Self-supervised Graph Neural Networks via Low-Rank Decomposition

Self-supervised learning is introduced to train graph neural networks (GNNs) by employing propagation-based GNNs designed for semi-supervised learning tasks. Unfortunately, this common choice tends to cause two serious issues. Firstly, global parameters cause the model lack the ability to capture the local property. Secondly, it is difficult to handle networks beyond homophily without label information.This paper tends to break through the common choice of employing propagation-based GNNs, which aggregate representations of nodes belonging to different classes and tend to lose discriminative information. If the propagation in each ego-network is just between the nodes from the same class, the obtained representation matrix should follow the low-rank characteristic.

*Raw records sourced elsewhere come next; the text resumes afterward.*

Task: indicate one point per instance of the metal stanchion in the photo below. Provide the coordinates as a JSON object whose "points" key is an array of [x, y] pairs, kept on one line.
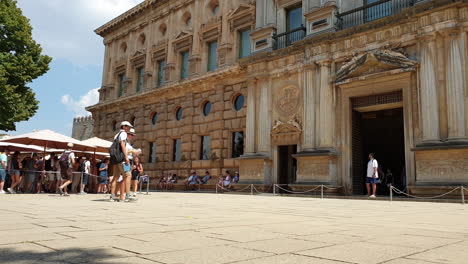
{"points": [[147, 186], [463, 194], [391, 192]]}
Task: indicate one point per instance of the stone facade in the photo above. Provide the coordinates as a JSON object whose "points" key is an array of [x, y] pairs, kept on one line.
{"points": [[301, 95], [83, 127]]}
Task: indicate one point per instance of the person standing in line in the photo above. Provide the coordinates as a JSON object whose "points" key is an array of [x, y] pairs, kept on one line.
{"points": [[137, 170], [124, 167], [86, 170], [66, 163], [372, 176], [3, 170], [103, 175], [15, 172]]}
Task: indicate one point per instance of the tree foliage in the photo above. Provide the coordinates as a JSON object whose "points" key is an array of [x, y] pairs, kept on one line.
{"points": [[20, 63]]}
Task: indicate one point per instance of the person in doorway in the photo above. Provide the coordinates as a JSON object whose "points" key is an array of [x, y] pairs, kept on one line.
{"points": [[372, 176], [123, 168], [206, 178], [103, 175], [3, 170], [137, 170], [15, 172], [66, 163]]}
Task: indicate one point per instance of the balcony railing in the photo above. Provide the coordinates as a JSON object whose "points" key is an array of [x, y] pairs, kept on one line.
{"points": [[286, 39], [371, 12]]}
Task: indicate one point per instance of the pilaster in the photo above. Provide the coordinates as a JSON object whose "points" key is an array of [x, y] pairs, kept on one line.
{"points": [[308, 132], [455, 76], [428, 92]]}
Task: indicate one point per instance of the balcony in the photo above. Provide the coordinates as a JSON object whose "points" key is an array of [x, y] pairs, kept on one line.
{"points": [[286, 39], [370, 12]]}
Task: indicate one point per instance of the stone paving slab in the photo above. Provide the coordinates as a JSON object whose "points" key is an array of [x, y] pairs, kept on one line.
{"points": [[192, 228]]}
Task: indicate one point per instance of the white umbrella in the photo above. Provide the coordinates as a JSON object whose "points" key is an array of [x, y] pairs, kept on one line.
{"points": [[49, 139]]}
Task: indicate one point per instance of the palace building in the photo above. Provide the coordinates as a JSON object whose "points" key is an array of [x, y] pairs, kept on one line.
{"points": [[294, 92]]}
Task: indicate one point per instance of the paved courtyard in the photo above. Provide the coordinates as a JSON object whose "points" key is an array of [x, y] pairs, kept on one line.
{"points": [[221, 228]]}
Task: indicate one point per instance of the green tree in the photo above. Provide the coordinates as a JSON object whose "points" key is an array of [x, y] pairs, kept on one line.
{"points": [[20, 63]]}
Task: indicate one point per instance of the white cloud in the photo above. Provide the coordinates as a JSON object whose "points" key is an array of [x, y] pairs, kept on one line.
{"points": [[78, 106], [65, 29]]}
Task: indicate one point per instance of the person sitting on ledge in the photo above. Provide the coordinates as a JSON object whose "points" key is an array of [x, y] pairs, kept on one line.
{"points": [[194, 182], [206, 178]]}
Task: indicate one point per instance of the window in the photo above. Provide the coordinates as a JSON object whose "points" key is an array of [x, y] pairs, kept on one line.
{"points": [[378, 11], [239, 102], [293, 18], [237, 144], [177, 155], [179, 113], [205, 148], [206, 108], [154, 118], [121, 84], [184, 65], [244, 43], [161, 65], [152, 152], [212, 55], [294, 21], [140, 76]]}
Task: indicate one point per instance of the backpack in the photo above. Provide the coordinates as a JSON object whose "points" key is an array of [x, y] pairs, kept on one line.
{"points": [[83, 166], [115, 151], [64, 161]]}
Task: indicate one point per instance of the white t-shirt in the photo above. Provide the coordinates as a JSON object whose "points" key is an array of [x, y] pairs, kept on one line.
{"points": [[71, 157], [87, 166], [370, 168]]}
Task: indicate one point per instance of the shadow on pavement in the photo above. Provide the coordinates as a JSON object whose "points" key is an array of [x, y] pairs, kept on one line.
{"points": [[39, 254]]}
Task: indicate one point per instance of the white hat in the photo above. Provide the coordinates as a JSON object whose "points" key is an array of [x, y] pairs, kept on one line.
{"points": [[126, 123]]}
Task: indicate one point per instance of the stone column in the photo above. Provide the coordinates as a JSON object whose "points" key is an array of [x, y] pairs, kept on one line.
{"points": [[250, 122], [455, 86], [308, 132], [326, 120], [264, 129], [428, 92]]}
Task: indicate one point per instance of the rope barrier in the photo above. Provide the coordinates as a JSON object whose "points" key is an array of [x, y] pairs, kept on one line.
{"points": [[392, 188], [281, 188]]}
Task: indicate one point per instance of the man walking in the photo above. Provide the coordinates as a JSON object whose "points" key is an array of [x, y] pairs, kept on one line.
{"points": [[372, 176], [123, 168]]}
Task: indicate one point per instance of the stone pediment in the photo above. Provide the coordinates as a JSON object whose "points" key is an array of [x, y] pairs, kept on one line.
{"points": [[374, 62]]}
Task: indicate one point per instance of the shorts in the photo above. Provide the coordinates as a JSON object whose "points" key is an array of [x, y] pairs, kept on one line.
{"points": [[135, 176], [118, 169], [371, 180], [66, 174], [85, 178], [102, 179], [2, 175]]}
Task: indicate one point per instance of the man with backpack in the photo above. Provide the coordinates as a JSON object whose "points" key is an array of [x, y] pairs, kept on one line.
{"points": [[120, 160], [66, 163]]}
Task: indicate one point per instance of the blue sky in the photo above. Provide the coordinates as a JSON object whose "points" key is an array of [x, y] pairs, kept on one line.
{"points": [[65, 30]]}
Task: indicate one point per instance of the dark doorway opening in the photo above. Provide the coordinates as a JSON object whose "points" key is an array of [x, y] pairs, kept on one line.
{"points": [[287, 165], [382, 133]]}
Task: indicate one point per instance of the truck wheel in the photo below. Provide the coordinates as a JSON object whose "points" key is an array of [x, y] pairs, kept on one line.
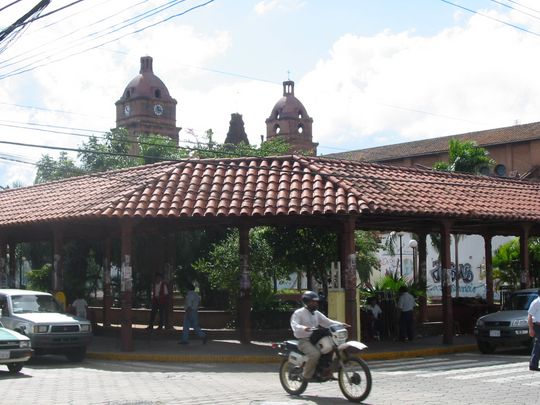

To meet this requirement, this paper proposes the Low-Rank Decomposition-based GNNs (LRD-GNN-Matrix) by employing Low-Rank Decomposition to the attribute matrix. Furthermore, to incorporate long-distance information, Low-Rank Tensor Decomposition-based GNN (LRD-GNN-Tensor) is proposed by constructing the node attribute tensor from selected similar ego-networks and performing Low-Rank Tensor Decomposition. The employed tensor nuclear norm facilitates the capture of the long-distance relationship between original and selected similar ego-networks. Extensive experiments demonstrate the superior performance and the robustness of LRD-GNNs.